Бард даже представить не мог, что Карлина станет одной из этих грубоватых, хмурых женщин. Теперь он скакал задумавшись, пока его не отвлекли. Всем было ясно, кто станет главнокомандующим, поэтому постепенно к нему все чаще и чаще стали обращаться за распоряжениями и советами. На этот раз Барда пригласили помочь проверить вооружение молодых крестьян. Один из них имел доставшийся по наследству меч — видно было, что клинок был семейной реликвией. Другие были вооружены топорами и пиками.
— На коне можешь удержаться? — спросил Бард у мужика, вооруженного мечом. — Если да, то присоединяйся к моим всадникам.
Тот отрицательно покачал головой:
— Нет, ваи дом, не могу. Я даже на червине не сумею, — признался он. Говорил крестьянин с таким акцентом, что Бард едва его понимал. — Меч принадлежал моему предку, родившемуся в Файртоне более сотни лет назад. С ним я немножко наловчился обращаться, а с конями — нет, не совладаю. Я уж лучше пешком, со своими братьями.
Бард одобрительно кивнул. Не оружие делает человека солдатом…
— Как пожелаешь, парень. Удачи тебе. Ты и твои братья присоединяйтесь вон к тому отряду.
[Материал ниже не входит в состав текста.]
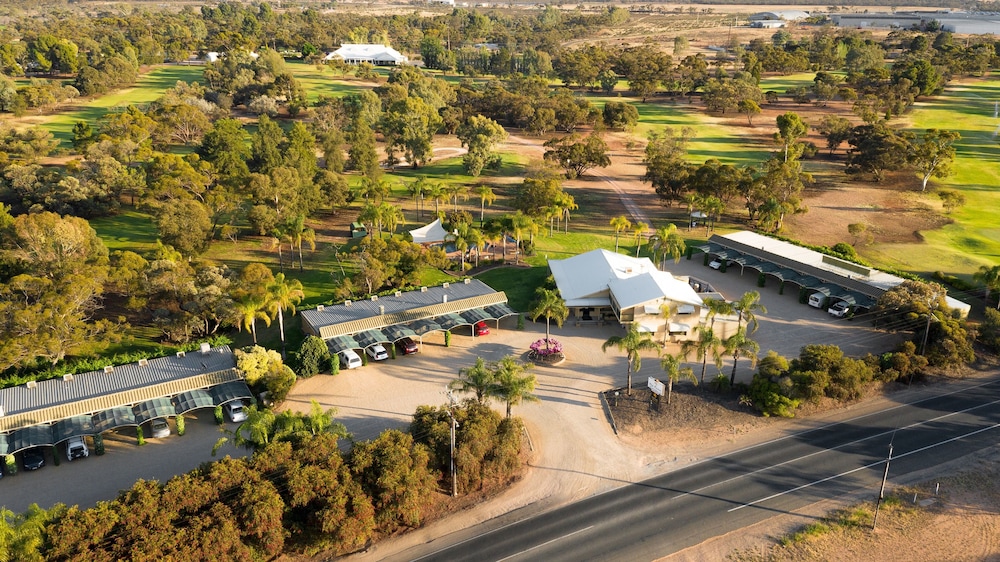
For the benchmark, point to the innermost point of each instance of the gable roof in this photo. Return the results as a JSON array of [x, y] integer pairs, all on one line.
[[430, 233], [652, 286], [584, 280], [369, 51]]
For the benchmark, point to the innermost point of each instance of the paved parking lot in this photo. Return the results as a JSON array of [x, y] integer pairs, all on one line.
[[568, 427], [85, 482]]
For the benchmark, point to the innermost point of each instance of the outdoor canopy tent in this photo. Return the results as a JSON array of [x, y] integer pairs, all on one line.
[[432, 233]]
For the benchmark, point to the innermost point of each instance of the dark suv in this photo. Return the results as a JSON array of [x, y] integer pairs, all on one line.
[[406, 346], [34, 459]]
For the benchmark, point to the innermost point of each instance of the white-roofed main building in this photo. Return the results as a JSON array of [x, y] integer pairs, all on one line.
[[603, 286]]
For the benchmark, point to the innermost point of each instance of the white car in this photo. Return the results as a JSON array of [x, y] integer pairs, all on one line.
[[159, 429], [235, 411], [839, 310], [377, 352], [349, 359], [76, 448]]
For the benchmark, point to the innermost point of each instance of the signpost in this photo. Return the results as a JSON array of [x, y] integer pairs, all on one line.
[[656, 386]]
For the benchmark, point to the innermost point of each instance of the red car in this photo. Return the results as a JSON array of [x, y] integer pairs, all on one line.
[[406, 346]]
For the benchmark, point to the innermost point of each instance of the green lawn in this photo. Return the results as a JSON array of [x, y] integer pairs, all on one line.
[[149, 87], [322, 81], [973, 239]]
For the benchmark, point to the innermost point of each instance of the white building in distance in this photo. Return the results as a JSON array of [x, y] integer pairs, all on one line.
[[378, 55]]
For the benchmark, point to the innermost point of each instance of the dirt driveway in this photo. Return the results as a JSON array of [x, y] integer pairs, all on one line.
[[576, 453]]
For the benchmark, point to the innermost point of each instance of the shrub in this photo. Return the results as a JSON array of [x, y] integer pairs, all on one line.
[[313, 356]]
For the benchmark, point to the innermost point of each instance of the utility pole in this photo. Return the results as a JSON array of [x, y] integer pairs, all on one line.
[[881, 491], [454, 426]]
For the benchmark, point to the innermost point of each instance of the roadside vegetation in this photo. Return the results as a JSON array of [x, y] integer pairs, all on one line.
[[148, 205]]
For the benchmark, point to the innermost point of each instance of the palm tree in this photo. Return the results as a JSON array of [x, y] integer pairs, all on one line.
[[520, 223], [456, 191], [632, 343], [637, 229], [739, 345], [667, 241], [251, 308], [552, 306], [283, 294], [620, 224], [706, 344], [299, 233], [671, 365], [747, 307], [566, 202], [990, 277], [438, 194], [716, 307], [477, 379], [417, 189], [390, 216], [513, 382], [486, 197]]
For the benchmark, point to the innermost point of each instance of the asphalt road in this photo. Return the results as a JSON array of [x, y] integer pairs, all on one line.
[[654, 518]]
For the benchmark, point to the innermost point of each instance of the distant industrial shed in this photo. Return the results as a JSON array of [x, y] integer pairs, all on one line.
[[838, 279], [411, 314], [46, 413]]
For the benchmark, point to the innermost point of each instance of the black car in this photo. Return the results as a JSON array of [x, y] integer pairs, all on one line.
[[34, 459], [406, 346]]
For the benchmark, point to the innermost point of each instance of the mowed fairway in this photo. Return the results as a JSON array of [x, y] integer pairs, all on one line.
[[974, 238], [149, 87]]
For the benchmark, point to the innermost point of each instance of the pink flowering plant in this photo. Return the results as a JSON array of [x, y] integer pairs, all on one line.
[[545, 347]]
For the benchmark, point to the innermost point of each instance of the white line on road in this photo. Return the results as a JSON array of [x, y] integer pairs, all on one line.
[[915, 451], [545, 543]]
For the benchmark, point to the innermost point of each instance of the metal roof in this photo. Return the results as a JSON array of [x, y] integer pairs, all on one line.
[[150, 409], [450, 321], [192, 400], [116, 379], [398, 332], [75, 426], [112, 418], [230, 391], [374, 314], [340, 343], [369, 338], [476, 315]]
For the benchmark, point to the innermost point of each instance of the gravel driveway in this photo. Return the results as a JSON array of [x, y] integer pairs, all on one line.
[[576, 453]]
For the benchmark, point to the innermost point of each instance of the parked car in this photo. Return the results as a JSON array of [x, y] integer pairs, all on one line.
[[407, 346], [235, 411], [349, 359], [816, 300], [377, 352], [76, 448], [159, 428], [839, 309], [34, 458]]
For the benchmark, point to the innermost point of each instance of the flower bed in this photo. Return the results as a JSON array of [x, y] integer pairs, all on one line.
[[548, 351]]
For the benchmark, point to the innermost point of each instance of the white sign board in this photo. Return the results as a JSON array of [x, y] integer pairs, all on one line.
[[656, 386]]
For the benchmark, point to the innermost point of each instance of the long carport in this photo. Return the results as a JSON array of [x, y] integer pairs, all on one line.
[[46, 413]]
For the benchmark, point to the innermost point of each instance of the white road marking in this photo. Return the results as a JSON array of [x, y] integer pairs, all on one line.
[[545, 543], [797, 488]]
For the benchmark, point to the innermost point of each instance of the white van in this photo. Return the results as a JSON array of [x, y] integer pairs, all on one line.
[[349, 359], [76, 448], [816, 300]]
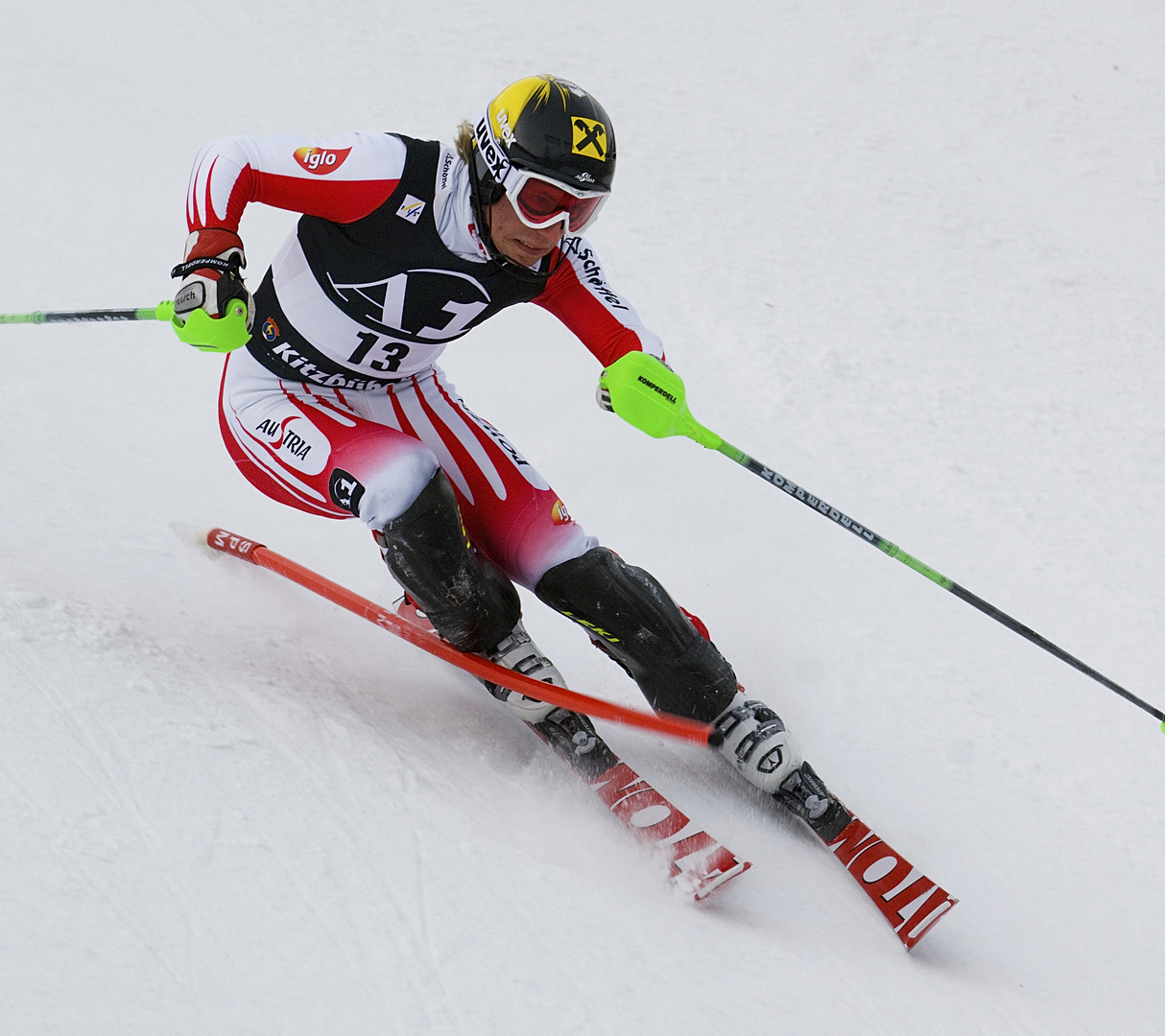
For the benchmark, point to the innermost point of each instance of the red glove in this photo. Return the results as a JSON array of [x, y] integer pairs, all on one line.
[[211, 276]]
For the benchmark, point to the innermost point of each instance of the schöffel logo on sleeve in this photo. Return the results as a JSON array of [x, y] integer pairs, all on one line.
[[321, 161]]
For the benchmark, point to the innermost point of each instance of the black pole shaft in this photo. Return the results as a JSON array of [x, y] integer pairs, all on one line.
[[870, 537]]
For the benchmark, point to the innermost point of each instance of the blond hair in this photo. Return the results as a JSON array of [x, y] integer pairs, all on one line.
[[464, 141]]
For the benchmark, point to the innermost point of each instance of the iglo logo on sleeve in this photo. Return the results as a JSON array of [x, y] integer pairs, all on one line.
[[321, 161]]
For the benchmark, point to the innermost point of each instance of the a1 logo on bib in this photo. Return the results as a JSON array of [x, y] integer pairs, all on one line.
[[410, 208], [589, 139]]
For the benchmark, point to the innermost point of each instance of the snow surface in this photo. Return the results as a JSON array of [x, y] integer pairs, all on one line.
[[909, 255]]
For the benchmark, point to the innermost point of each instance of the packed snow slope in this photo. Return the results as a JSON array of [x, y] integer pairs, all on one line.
[[911, 256]]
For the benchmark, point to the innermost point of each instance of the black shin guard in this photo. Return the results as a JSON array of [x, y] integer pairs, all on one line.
[[638, 625], [467, 600]]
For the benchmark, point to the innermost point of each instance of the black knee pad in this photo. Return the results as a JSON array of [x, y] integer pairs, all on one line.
[[636, 623], [468, 600]]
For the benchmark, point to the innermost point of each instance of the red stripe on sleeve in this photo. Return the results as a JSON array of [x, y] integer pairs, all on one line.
[[343, 201], [597, 327]]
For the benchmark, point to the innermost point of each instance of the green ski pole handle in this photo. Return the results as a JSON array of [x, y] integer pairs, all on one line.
[[652, 397], [198, 328]]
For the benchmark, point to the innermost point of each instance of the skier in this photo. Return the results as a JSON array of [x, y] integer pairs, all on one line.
[[337, 405]]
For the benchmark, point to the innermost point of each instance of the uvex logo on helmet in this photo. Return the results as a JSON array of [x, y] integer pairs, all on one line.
[[321, 161]]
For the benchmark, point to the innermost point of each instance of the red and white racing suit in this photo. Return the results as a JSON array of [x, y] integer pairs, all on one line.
[[337, 405]]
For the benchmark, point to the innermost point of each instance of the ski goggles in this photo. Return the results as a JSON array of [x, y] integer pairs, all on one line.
[[540, 201]]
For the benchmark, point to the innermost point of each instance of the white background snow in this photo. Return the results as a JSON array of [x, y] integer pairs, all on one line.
[[908, 254]]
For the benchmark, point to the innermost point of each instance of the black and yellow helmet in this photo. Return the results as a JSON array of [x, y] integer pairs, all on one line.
[[546, 125]]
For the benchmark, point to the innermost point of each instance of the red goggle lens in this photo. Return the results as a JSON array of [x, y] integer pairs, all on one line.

Они говорят так же, как и ты.
— Ну да, ваи дом, мы же соседи, — ответил парень, потом спросил: — Слушай, а не ты ли старший сын нашего господина? Такой, говорят, верзила, его еще Волком прозвали!
Бард, довольный, улыбнулся:
— Да, это меня так называют.
— Что же ты здесь делаешь, господин? Я слышал, тебя того… объявили вне закона, и ты скрываешься в иноземных краях.
Бард засмеялся:
— Тот, кто объявил меня вне закона, сам уже давно в аду. Уж не собираешься ли ты прикончить меня, чтобы получить награду за мою голову?
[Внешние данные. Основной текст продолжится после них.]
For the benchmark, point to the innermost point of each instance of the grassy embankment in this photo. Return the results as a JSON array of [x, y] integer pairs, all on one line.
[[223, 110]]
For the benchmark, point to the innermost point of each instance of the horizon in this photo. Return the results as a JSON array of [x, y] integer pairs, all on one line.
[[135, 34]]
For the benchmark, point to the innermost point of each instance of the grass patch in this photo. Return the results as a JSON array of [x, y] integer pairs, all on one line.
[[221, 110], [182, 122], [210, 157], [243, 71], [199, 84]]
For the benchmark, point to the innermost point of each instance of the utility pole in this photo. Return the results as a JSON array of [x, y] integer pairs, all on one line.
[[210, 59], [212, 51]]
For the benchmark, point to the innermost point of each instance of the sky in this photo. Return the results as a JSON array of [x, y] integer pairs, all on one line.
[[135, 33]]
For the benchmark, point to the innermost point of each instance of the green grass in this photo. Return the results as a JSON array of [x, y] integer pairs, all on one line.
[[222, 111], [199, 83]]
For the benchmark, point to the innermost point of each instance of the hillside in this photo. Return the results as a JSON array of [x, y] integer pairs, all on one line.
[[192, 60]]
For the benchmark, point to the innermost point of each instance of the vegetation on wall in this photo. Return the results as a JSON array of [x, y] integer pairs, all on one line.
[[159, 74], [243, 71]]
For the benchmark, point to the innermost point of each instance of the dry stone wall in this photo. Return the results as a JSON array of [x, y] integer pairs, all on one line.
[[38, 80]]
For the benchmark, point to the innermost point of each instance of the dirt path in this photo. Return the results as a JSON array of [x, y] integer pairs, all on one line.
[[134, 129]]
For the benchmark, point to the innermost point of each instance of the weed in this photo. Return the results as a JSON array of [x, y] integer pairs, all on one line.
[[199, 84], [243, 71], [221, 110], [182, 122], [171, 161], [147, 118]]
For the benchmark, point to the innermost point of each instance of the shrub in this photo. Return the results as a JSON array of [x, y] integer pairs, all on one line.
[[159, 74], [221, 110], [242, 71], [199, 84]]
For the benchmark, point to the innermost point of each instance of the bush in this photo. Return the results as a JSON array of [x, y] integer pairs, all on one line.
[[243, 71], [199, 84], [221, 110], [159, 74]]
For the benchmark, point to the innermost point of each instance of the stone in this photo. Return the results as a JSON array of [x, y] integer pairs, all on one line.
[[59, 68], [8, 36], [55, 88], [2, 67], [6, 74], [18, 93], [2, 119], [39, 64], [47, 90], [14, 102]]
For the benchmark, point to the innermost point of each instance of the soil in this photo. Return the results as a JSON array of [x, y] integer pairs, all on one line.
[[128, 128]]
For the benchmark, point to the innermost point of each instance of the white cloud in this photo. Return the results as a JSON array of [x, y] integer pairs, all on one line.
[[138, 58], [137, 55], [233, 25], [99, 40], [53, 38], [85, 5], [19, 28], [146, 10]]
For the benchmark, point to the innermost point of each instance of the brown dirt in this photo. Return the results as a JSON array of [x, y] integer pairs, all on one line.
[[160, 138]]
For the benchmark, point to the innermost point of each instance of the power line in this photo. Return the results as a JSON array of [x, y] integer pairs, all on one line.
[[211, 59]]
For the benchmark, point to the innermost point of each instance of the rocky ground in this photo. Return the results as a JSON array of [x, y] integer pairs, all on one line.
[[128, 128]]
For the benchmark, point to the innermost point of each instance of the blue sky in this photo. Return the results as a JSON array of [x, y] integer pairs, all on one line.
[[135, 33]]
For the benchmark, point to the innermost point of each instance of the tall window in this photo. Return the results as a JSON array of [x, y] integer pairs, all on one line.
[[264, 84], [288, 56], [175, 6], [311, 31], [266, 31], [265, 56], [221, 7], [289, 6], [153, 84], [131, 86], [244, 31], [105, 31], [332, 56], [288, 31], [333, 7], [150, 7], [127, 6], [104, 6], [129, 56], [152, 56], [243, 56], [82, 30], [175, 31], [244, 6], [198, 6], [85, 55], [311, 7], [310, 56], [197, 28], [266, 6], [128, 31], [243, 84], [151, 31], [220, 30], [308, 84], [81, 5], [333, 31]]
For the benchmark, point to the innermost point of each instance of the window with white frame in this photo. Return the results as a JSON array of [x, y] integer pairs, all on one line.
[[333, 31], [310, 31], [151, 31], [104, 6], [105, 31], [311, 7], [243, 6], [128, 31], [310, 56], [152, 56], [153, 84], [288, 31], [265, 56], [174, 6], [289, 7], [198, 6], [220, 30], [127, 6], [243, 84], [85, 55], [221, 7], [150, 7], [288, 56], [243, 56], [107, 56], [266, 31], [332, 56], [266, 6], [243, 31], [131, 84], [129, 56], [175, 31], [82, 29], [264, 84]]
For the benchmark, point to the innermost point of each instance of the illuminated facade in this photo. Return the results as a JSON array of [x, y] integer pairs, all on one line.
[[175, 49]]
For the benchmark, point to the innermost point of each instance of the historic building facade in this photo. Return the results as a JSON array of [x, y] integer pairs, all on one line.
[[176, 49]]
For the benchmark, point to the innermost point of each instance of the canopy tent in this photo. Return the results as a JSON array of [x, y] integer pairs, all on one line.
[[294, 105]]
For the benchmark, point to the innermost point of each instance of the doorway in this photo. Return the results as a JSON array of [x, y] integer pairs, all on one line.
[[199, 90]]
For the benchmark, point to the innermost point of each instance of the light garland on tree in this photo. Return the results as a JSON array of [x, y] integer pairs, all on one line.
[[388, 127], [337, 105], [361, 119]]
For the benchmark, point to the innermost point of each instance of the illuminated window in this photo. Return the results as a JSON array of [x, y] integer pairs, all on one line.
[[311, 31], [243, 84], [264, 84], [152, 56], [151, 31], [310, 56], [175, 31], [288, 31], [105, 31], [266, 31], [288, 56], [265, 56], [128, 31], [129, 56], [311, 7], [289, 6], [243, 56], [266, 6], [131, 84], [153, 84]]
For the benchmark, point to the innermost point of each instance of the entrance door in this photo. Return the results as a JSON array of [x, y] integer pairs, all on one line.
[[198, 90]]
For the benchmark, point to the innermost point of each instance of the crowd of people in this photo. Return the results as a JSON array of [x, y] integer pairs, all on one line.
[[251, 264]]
— Нет, еще не хватало, — перепугался крестьянин. — Ни в коем случае, лорд. Только вот что, дом Волк, ты уж сам веди нас в бой, ладно? Нам чужаков не надо. С тобой мы вмиг разгромим этих бандитов.
— Видят боги, я бы хотел, чтобы эти дикие псы думали так же, — кивнул Бард и медленно направился в голову колонны, где развевалось знамя его отца. Неожиданно он натянул поводья, конь остановился, и Бард ди Астуриен, отъехав в сторону, стал наблюдать, как только что встреченная им группа крестьян присоединилась к указанному отряду. Воин стоял и слушал, как в скрипе колес, топоте копыт, звяканье железа, гуле человеческих голосов то и дело слышалось: «Волк, Киллгардский Волк… Смотрите, братцы, сам Киллгардский Волк ведет нас…» — и опять с прохождением нового отряда шуршало и с приглушенным восхищением летело: «Эй, ребята, ну дела, это же сам Киллгардский Волк!»
«Что ж, — решил Бард, — может, им это имя поможет в бою».
Когда он догнал отца, то указал ему на самого юного из лерони — мальчишку лет двенадцати, чью пламенную шевелюру не мог скрыть даже капюшон.
— Рори, — подозвал его дом Рафаэль, — расскажи-ка моему сыну, что ты там увидел.
— Прямо за лесом, дом Волк… дом Бард, — поправился мальчик — щеки у него были на удивление румяные, — в той стороне расположилась группа вооруженных людей. Мне кажется, они устроили засаду.